I'll illustrate with an example:
Analogy: Run length encoding
r <- c(rep(1, 4), 2, 3, 4, rep(5, 5))
rle(r)
Run Length Encoding
lengths: int [1:5] 4 1 1 1 5
values : num [1:5] 1 2 3 4 5
Desired: sequence length encoding
s <- c(1:4, rep(5, 4), 6:9)
s
[1] 1 2 3 4 5 5 5 5 6 7 8 9
somefunction(s)
Sequence lengths
lengths: int [1:4] 5 1 1 5
value1 : num [1:4] 1 5 5 5
Edit 1
Thus, somefunction(1:10)
will give the result:
Sequence lengths
lengths: int [1:1] 10
value1 : num [1:1] 1
This results means that there is an integer sequence of length 10 with starting value of 1, i.e. seq(1, 10)
Note that there isn't a mistake in my example result. The vector in fact ends in the sequence 5:9, not 6:9 which was used to construct it.
My use case is that I am working with survey data in an SPSS export file. Each subquestion in a grid of questions will have a name of the pattern paste("q", 1:5)
, but sometimes there is an "other" category which will be marked q_99
, q_other
or something else. I wish to find a way of identifying the sequences.
Edit 2
In a way, my desired function is the inverse of the base function sequence
, with the start value, value1
in my example, added.
lengths <- c(5, 1, 1, 5)
value1 <- c(1, 5, 5, 5)
s
[1] 1 2 3 4 5 5 5 5 6 7 8 9
sequence(lengths) + rep(value1-1, lengths)
[1] 1 2 3 4 5 5 5 5 6 7 8 9
Edit 3
I should have stated that for my purposes a sequence is defined as increasing integer sequences as opposed to monotonically increasing sequences, e.g. c(4,5,6,7)
but not c(2,4,6,8)
nor c(5,4,3,2,1)
. However, any other integer can appear between sequences.

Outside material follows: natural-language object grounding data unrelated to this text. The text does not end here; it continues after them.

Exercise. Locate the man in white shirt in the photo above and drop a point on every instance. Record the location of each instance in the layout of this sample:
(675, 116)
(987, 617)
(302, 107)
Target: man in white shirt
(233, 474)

This means a solution should be able to cope with this test case:
somefunction(c(2, 4, 1:4, 5, 5))
Sequence lengths
lengths: int [1:4] 1 1 5 1
value1 : num [1:4] 2 4 1 5
In the ideal case, the solution can also cope with the use case suggested originally, which would include characters in the vector, e.g.
somefunction(c(2, 4, 1:4, 5, "other"))
Sequence lengths
lengths: int [1:5] 1 1 5 1 1
value1 : num [1:5] 2 4 1 5 "other"